Biophysical Climate Forcings due to Recent Changes in Global Forest Cover

Wednesday, 16 December 2015: 14:25
2008 (Moscone West)
Alessandro Cescatti and Ramdane Alkama, Joint Research Center Ispra, Ispra, Italy
Deforestation impacts climate in two major ways: affecting the atmospheric CO2 concentration and modulating the land-atmosphere fluxes of energy and water vapor. Given the important role of forests in the global carbon cycle, climate treaties account for land-based mitigation options like afforestation, reforestation and avoided deforestation or forest degradation. On the contrary, predicted climate impacts of biophysical processes, such as the exchange of energy and water vapor, are still uncertain in sign and magnitude, and therefore have not been considered in climate negotiations to date. Direct observations of the biophysical climate effects of forest losses and gains are therefore required to constrain model predictions, reduce the uncertainty of model ensembles, and provide robust recommendations to climate policy.

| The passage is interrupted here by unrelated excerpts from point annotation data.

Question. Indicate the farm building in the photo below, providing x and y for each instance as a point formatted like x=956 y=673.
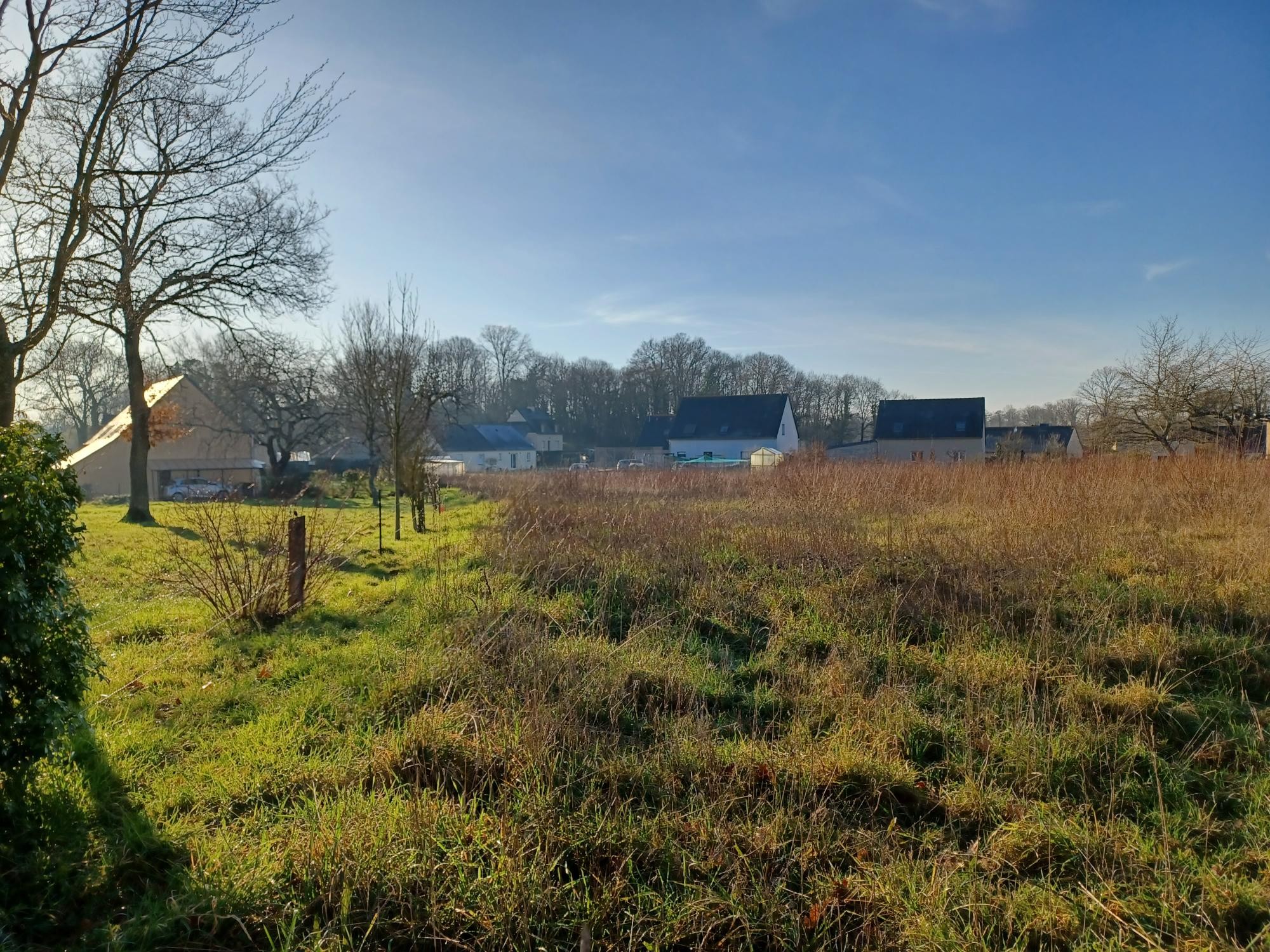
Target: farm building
x=857 y=450
x=542 y=431
x=190 y=435
x=488 y=446
x=938 y=431
x=733 y=427
x=652 y=446
x=1033 y=441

In this work we report an observation-driven global analysis of the biophysical impacts of forest losses and gains on the local climate, based on a combination of Earth observations of recent changes in forest cover, surface radiometric temperatures and in-situ air temperatures. Our study documents that deforestation causes local changes in skin and air temperature that varies in sign and magnitude according to the climate zone. Results show that forest losses amplify the diurnal temperature variation and increase the mean and maximum air temperature, with the largest signal in arid zones, followed by temperate, tropical and boreal zones. In the decade 2003-2012, variations of forest cover generated a global biophysical warming corresponding to 31% of the biogeochemical signal due to CO2 emission from land use change. These experimental evidences provide a global and robust quantification of the local climate sensitivities to deforestation and a novel assessment of the mitigation potentials of forests on mean/maximum air temperatures and on the diurnal temperature variations. Overall, the observation-driven, global quantification of the biophysical signal of deforestation provided in this study may support the inclusion of land biophysics in climate negotiations and the definition of novel protocols for the measurement, reporting, and verification of these relevant effects.